Eric Berger eulogizes it:
The summer of 2020, which featured the 5th warmest July and 8th warmest August on record, threw two tropical cyclones at Houston, and offered unsparing humidity, died on Monday. It was 123 days old. Summer finally lost its fight with fall’s first truly strong front, which blew into Houston on the morning of September 28th. Services have been canceled due to a lack of mourners.
The worst thing about living in Houston is the summer, with the miserable heat and oppressive humidity and mosquitoes and potential for tropical weather, so I'm always happy to see it coming to an end.

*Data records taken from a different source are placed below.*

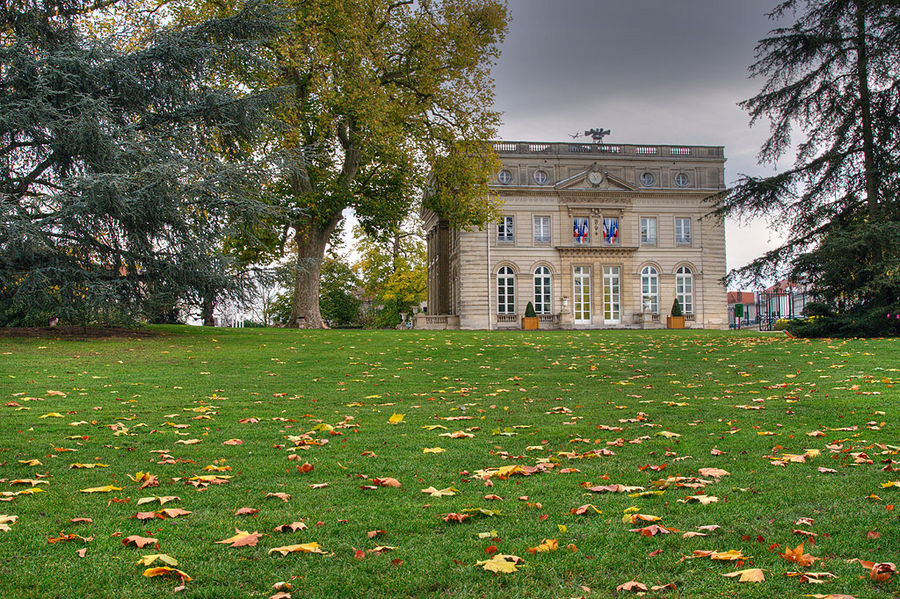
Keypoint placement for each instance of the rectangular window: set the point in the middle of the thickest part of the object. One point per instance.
(582, 294)
(683, 231)
(648, 231)
(581, 233)
(505, 230)
(542, 229)
(612, 294)
(611, 230)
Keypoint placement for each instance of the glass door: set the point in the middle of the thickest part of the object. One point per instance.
(612, 309)
(582, 294)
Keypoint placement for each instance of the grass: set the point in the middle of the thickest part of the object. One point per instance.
(691, 383)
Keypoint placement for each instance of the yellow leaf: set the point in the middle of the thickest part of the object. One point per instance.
(546, 546)
(449, 491)
(504, 564)
(106, 489)
(147, 560)
(750, 575)
(302, 548)
(728, 556)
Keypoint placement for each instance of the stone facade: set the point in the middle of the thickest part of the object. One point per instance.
(595, 235)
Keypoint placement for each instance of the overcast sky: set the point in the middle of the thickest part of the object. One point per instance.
(651, 71)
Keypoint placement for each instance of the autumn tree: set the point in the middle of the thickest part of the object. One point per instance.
(112, 200)
(392, 271)
(831, 91)
(381, 92)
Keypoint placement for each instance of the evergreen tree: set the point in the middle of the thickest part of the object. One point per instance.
(119, 170)
(833, 77)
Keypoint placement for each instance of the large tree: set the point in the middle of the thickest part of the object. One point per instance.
(121, 167)
(380, 92)
(832, 91)
(392, 271)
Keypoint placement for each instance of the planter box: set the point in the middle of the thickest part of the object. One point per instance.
(674, 322)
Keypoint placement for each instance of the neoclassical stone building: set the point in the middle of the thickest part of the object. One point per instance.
(595, 235)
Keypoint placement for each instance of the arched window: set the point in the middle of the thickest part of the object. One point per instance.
(506, 291)
(542, 290)
(684, 289)
(650, 289)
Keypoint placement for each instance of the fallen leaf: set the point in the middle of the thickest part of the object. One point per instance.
(242, 539)
(167, 571)
(632, 585)
(751, 575)
(106, 489)
(449, 491)
(500, 563)
(139, 541)
(797, 556)
(293, 527)
(302, 548)
(147, 560)
(546, 546)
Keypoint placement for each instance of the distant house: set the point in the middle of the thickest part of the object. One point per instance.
(786, 299)
(744, 315)
(593, 235)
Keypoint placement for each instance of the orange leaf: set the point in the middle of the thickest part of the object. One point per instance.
(242, 539)
(139, 541)
(166, 571)
(797, 556)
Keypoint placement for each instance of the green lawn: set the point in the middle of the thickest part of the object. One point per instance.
(663, 399)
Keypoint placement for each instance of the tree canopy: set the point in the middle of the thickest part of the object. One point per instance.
(119, 167)
(832, 91)
(380, 90)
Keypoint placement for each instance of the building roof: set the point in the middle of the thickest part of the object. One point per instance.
(784, 285)
(741, 297)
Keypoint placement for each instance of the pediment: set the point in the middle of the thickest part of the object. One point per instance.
(587, 180)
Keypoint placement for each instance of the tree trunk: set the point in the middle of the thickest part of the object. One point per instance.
(308, 268)
(207, 310)
(865, 102)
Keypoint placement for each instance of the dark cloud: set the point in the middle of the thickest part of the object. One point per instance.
(652, 71)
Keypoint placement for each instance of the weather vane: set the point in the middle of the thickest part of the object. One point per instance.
(596, 134)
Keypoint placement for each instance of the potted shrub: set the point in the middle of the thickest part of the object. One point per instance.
(676, 320)
(530, 321)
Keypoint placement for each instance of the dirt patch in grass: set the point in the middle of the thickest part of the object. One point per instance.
(69, 332)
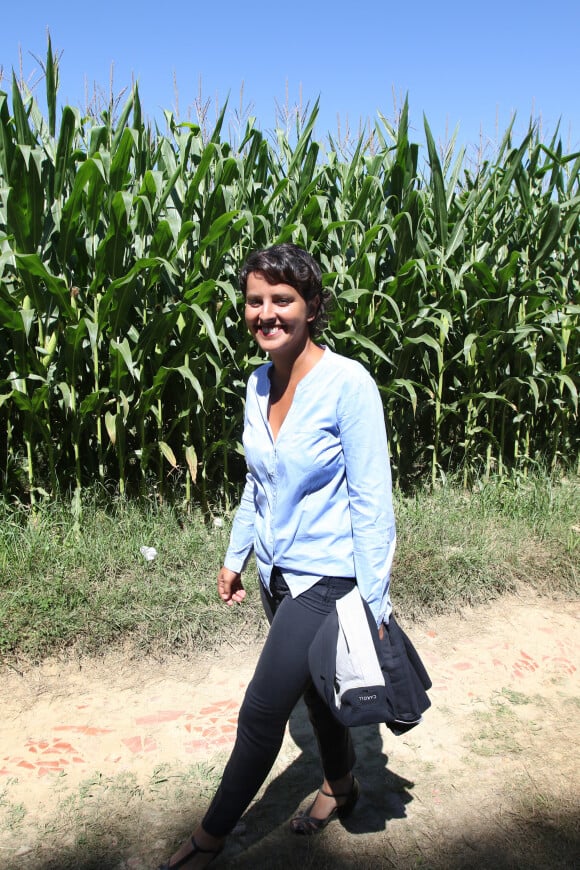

Speaking of tropical weather, the death of summer comes only a few days after the (apparent) end of hurricane season in Houston. Once again, Eric explains:
Houston has had an astonishing month when it comes to tropical cyclones. Four weeks ago we were closely watching Hurricane Laura move along the southern coast of Cuba, toward the Gulf of Mexico. And of course, over the last few days, we dealt with heavy rains from Tropical Storm Beta. So amidst a record-setting tropics season, with more than two months to go until its official end on Nov. 30, could Texas really be done with hurricanes this year?
The answer, we think, is yes.
Eric explains that the odds of a hurricane striking the Texas coast fall dramatically after late September, especially when cold fronts begin pushing through.
Really, the only reason we’re not 100 percent confident that Texas will not see another hurricane this year is because it is 2020. Anything goes this year.
Anything, including zombie hurricanes:
Paulette regained strength and became a tropical storm once more on Monday, according to the National Hurricane Center. Paulette reappeared Monday about 300 miles off the coast of the Azores islands.
These "zombie" storms, like Tropical Storm Paulette, are rare but they have happened before, said CNN meteorologist Brandon Miller.
"Conditions can become hostile for a tropical storm to maintain its intensity, but if it doesn't dissipate completely, it can revive days later when conditions become more favorable," Miller said.
And with the apocalypse that 2020 has been, this year is prime for these spooky storms.
"2020 is a good candidate to experience a zombie storm because water temperatures are above average over a bulk of the Atlantic Ocean, and obviously we are seeing a record number of storms -- which ups the chances one could regenerate," Miller said.
Fortunately, Zombie Paulette dissipated a few days after it arose from the dead, and as of this evening the tropics are clear.
Houston expected to experience sunny, dry and temperate weather for the next several days. Enjoy!